There are many interesting syntactic and semantic objects that hold a notion of symmetry that a simple syntax tree can’t quite capture.

  • Sets {1,3,5,2}
  • Integral expressions $\int dx e^{-x^2}$ have dummy variables
  • Sums $\sum_i a_i$ have dummy indices
  • lambdas $\lambda x. (x x)$, have bound variables
  • resolution clauses $ p(X) \lor q(X,Y)$
  • conjunctive database queries $R(a,b) \land R(b,c) \land R(c,a)$,
  • Graphs
  • indexful tensor expressions $T_{ijk}\epsilon_{ij}$

You sometimes want to manipulate these objects, index them for fast lookup, or check for equality modulo these intrinsic symmetries.

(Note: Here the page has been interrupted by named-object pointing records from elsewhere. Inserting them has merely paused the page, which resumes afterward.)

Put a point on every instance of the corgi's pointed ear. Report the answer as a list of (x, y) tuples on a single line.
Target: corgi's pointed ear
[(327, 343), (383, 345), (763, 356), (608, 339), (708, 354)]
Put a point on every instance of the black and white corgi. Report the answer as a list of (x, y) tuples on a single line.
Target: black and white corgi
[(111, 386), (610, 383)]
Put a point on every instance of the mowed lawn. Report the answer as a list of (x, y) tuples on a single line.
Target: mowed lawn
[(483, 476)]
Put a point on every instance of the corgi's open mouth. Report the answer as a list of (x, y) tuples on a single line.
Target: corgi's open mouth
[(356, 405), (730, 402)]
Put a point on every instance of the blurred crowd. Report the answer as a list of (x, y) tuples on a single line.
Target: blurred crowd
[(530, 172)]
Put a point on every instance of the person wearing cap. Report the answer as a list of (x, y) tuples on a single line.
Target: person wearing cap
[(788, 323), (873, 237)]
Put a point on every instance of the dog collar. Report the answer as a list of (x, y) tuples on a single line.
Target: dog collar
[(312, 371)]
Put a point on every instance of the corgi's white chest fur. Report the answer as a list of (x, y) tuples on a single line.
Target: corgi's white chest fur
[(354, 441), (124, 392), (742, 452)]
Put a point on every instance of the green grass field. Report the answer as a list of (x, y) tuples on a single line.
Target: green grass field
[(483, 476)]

I discussed some strategies here https://www.philipzucker.com/hashing-modulo/. In short some possible approaches are

  • Canonize to a unique form
  • Find a homomorphism into the integers
  • Find invariants / fingerprints

For sets for example, canonizing a list representation of a set can be done by simply sorting and deduping it. {1,3,5,2} becomes [1,2,3,5]. Very natural, Eazy peasy.

For lambda terms, a common canonical representation is de bruijn indices $\lambda x. (x x)$ becomes lam(app(var(0),var(0))), which name variables by the number of binders you need to cross to reach their binding lambda.

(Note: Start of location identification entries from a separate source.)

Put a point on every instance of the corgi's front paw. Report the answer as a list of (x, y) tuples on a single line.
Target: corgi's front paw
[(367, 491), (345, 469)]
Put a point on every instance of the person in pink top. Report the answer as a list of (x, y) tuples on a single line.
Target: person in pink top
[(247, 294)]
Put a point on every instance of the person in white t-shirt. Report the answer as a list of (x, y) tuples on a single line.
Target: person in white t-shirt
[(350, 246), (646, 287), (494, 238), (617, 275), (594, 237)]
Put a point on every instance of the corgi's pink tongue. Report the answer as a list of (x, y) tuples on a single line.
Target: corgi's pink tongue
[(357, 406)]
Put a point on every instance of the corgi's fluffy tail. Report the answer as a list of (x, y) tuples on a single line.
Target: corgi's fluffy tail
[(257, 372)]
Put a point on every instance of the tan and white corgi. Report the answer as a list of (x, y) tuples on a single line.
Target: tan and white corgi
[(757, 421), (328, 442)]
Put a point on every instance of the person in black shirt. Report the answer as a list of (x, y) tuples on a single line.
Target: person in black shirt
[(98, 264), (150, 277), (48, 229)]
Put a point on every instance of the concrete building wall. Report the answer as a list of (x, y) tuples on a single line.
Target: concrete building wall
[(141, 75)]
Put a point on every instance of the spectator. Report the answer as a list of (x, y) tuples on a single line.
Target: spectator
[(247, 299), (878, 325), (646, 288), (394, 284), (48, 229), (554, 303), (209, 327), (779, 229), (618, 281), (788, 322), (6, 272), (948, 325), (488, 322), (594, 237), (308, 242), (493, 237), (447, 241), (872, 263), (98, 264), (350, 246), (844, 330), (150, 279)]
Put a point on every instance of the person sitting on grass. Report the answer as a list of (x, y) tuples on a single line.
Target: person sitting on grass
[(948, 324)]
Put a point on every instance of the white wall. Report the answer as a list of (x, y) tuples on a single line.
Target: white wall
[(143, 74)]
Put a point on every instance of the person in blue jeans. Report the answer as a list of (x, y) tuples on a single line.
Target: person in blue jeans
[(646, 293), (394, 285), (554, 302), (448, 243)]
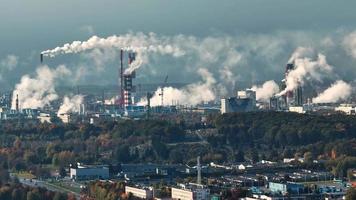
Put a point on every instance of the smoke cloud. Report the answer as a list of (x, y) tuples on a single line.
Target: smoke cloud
[(70, 104), (306, 69), (139, 43), (266, 91), (349, 43), (192, 94), (39, 91), (338, 91)]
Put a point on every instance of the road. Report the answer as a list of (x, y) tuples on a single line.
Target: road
[(48, 186)]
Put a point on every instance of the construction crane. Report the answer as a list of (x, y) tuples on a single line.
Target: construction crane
[(149, 96), (162, 89)]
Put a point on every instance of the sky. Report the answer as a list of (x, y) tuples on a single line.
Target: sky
[(262, 33)]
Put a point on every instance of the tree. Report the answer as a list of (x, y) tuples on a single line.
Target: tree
[(308, 157), (240, 156), (62, 172), (351, 194), (122, 153), (60, 196)]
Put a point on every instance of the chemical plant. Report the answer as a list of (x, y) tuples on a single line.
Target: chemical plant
[(125, 104)]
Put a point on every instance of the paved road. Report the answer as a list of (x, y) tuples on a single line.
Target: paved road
[(48, 186)]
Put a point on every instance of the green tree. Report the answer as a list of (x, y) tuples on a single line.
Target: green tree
[(351, 194)]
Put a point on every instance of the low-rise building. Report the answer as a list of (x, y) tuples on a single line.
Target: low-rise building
[(143, 193), (83, 172), (190, 192), (245, 101), (348, 109), (284, 188)]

For binderless alpha invariant things, like a term with unification variables, you can label the variables via a traversal. For example f(X,Y,Y) becomes f(V0, V1, V1) traversing left to right. This particular strategy isn’t stable and therefore is inefficient upon building a new term using this as a subterm, but it is conceptually ok.

But when you start combining set-like things (Associative, commutative and idempotent) with variables, one gets stumped though. This is the case for clauses, tensor expressions, and conjunctive queries. Procedures to name the variables and the procedure to sort the set are entangled. Which do we do first?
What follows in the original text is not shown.